On the other hand, maybe I'm just subscribing to the stereotypical Western notion of 'omg marriage is, like, so last century'. Mostly, though, I think I'm just panicking about this growing up stuff, as per usual. Mum says life is short and life is full of challenges and you're going to have problems whether you get married or not, so just face it and deal with it as it comes. Also she said you have to get married because I'd like to have loads of fat, beautiful grandchildren.

Yeah, okay, mother.


  1. I think I know someone for you. Its sort of like a proposal. You know him well..

  2. Hullo Shifani,

    Growing up scares the shit out of me too.

    I’m 25, and engaged to be married after YEARS of being told that I’d soon be long past my ‘expiry date’ if I didn’t hurry up and get hitched. That my ovaries would shrivel up in impatience so that even if I did get my act together, I wouldn’t be able to produce progeny with the same frequency as the human vending machine I’m expected to be.

    I agreed to marry my fiancĂ©e after 3 years of getting to know him – first as a friend, and then as a serious potential spouse, but in all the seriousness of what we’d like to think was a ‘halaal courtship.’ And even then sometimes it still feels like it’s not enough. I’ll tell you this - it will never be enough.

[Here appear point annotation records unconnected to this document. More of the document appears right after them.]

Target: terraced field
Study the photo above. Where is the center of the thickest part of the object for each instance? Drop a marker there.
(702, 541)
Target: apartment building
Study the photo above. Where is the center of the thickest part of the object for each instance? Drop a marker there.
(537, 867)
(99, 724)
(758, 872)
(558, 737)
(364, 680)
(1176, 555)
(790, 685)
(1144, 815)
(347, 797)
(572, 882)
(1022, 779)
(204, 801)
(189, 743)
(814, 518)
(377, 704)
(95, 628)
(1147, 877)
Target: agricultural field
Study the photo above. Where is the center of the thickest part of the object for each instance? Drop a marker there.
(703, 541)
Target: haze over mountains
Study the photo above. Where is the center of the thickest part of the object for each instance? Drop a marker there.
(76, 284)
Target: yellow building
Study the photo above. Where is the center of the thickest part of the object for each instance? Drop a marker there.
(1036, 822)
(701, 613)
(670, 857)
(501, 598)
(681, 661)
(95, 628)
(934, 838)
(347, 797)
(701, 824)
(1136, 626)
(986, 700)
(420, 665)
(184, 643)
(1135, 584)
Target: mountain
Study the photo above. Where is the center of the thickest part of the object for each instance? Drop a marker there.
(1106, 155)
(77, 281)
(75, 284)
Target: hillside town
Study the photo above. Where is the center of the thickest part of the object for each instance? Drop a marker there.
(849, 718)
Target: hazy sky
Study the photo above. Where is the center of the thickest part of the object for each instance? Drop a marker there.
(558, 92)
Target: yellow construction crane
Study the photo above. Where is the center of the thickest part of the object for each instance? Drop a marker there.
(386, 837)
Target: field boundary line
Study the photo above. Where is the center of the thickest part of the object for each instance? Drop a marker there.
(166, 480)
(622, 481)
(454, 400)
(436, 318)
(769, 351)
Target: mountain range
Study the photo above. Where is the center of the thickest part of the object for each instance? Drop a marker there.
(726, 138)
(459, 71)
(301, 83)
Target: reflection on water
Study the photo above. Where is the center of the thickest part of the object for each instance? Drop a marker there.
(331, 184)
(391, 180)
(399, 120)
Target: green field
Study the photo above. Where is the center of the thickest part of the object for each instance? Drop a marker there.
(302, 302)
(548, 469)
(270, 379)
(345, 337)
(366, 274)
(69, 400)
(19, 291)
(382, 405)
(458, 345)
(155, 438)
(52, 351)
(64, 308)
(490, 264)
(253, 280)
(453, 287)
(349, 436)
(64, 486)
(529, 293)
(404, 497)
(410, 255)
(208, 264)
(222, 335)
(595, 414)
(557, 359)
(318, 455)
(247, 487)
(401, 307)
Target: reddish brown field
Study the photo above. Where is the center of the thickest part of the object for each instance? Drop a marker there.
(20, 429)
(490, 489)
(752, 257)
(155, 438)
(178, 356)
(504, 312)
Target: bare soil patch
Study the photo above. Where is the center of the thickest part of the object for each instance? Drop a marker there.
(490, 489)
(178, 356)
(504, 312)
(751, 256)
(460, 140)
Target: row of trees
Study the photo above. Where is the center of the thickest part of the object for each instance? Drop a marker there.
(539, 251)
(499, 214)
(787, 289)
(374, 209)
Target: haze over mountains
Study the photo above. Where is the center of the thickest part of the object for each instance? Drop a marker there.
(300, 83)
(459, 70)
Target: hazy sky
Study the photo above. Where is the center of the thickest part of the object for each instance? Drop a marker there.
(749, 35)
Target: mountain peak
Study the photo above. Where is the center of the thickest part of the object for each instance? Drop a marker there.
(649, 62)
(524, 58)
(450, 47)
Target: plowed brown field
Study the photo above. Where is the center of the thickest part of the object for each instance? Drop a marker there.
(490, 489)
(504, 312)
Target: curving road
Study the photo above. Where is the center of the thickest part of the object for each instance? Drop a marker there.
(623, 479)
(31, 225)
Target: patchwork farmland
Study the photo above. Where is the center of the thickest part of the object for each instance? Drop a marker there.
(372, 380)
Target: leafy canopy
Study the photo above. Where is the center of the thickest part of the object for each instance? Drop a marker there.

    I am constantly uncovering new traits, ideas and sides to him that I was never exposed to the 3 years before - some discoveries even rendering me shell-shocked, making me want to shout THERE’S NO HOPE FOR US NOW! while I escape this oft-suffocating cage of responsibility on a horse conveniently waiting for me outside.

    But here’s the thing. If ever I freaked out at any insecurities before, I freaked out alone. Now I have a punching bag. Someone to blame, to flip out with. But more importantly, someone with whom to come to terms with any fears together. For in our attempts to seek out sympathy (as we rightly should!), we tend to forget that the other half has his set of demons too.

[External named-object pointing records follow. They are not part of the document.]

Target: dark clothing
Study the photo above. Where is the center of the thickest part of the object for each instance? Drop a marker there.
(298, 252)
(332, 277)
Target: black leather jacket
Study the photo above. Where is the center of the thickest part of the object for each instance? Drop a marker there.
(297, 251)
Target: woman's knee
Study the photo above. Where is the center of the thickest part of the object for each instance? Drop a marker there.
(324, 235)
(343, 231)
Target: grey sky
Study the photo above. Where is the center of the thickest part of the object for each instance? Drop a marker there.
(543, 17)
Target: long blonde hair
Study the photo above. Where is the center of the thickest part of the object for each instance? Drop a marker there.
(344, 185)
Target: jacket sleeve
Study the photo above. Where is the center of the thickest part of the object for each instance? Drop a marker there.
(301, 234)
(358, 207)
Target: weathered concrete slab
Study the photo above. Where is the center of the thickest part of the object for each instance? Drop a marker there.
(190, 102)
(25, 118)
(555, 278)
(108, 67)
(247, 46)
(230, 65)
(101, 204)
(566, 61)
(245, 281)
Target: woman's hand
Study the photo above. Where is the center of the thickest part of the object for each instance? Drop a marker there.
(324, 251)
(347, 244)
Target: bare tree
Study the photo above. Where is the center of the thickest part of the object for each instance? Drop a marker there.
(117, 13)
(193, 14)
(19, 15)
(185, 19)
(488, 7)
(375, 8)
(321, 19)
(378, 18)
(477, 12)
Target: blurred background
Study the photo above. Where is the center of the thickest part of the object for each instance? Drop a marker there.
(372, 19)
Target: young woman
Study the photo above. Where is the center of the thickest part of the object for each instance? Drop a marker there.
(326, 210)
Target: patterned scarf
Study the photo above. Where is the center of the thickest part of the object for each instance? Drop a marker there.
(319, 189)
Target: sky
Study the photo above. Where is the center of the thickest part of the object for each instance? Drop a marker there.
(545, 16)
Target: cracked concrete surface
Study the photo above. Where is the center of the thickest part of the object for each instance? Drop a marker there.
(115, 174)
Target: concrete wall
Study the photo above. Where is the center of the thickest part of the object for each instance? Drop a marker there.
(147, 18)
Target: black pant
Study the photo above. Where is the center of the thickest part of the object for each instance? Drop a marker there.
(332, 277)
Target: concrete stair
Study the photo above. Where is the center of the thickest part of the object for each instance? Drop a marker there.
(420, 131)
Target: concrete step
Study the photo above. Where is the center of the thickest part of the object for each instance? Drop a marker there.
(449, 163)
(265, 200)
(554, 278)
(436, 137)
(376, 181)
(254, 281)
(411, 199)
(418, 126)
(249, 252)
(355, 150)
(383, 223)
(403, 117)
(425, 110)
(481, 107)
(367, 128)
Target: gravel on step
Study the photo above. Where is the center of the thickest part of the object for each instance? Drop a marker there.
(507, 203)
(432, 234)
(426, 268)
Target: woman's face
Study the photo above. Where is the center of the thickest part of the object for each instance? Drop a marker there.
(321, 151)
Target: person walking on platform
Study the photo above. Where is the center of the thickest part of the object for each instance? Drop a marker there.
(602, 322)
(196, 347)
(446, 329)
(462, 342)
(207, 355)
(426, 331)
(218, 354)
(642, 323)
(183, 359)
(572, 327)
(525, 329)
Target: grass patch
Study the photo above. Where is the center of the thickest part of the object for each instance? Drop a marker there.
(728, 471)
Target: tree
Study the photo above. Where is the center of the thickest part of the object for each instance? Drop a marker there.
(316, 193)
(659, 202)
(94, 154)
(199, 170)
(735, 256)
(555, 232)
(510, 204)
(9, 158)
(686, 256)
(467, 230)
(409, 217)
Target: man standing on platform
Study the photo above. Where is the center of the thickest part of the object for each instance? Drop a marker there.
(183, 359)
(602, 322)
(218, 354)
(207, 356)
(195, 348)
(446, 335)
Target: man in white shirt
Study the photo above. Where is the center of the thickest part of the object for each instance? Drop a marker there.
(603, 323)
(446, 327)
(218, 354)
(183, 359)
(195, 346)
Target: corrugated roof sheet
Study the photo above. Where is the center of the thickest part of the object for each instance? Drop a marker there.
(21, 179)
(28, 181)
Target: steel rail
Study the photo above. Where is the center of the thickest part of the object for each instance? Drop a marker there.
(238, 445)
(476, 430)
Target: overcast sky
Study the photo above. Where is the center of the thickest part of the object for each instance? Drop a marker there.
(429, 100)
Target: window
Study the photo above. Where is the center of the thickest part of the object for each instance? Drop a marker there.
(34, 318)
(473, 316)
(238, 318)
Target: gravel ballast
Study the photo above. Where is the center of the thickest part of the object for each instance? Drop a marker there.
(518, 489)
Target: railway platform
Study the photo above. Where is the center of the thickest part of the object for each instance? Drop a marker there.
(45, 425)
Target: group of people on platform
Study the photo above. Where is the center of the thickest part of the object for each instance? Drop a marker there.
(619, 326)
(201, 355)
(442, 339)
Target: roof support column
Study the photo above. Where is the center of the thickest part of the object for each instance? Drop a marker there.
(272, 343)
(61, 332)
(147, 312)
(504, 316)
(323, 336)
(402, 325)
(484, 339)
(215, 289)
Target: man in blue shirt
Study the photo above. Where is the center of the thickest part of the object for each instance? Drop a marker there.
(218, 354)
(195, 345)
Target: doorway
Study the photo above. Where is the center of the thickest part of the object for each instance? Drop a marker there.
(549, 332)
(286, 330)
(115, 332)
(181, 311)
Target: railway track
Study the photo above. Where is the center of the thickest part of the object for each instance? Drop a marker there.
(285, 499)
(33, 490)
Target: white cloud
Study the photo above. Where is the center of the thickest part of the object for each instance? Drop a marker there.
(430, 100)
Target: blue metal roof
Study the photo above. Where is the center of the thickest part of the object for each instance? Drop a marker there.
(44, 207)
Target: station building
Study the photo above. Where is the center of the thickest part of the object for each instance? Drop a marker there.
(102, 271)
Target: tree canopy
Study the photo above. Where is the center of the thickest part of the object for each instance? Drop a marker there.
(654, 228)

    I think I’d make a rubbish, fat mother, but he assures me otherwise. On another day he'd voice fears of not being able to provide as a husband, and I would return the favour. But best are the times we'd flip out together – for in doing so only come to realise that priority shifts from seeking comfort to wanting to provide it. Two paranoid heads are better than one, and that in my opinion is what’s going to make a marriage work.

    You’ll learn to deal with him being a kitten-hater because you’ll find something else in him that makes up for it – that is if he hasn’t already volunteered to attempt to at least like the darn fuzzballs for your sake in the first place. You’ll end up having to make many compromises too, but will also be pleasantly surprised at the ease with which you do.

    As for the shit taste in men? It’s only a sieve for you to be able to truly discern for when the right one comes around. Girlfriends I know who’ve been in both physically and emotionally abusive pre-marital relationships have ended up marrying the most wonderful men, and I reckon it’s because they’ve established by then what NOT to sign up for.

    I say all this not to assure you but myself. Here I am like you, having to bank on the malarkey that women soppily gripe on about motherhood to be true – that you’d willing drop a good night out with friends just to tend to your brat’s runny nose. That faith in all of this ‘soulmate’ bunk is enough to have you standing by a man with the potential to be follicularly-challenged, just in knowing that the significant other will be there for you too in testing times.

    Maturity blows, it really does. But just like getting over your first period, is it not only logical that marriage with all of its baggage will too be something to overcome?

    It all boils down to faith doesn’t it? The blind certainty that HE would never dump you in a fix that you don’t have the capacity to handle, is surely reason above all else to truly believe that you’ll be alright? That we’ll all be alright.

    Marriage is most definitely something to be terrified of. Keep at it I say, for it only makes you human.
    But just like you’d pledge to overcome a fear of heights, don’t hold back from the thrill of this free fall.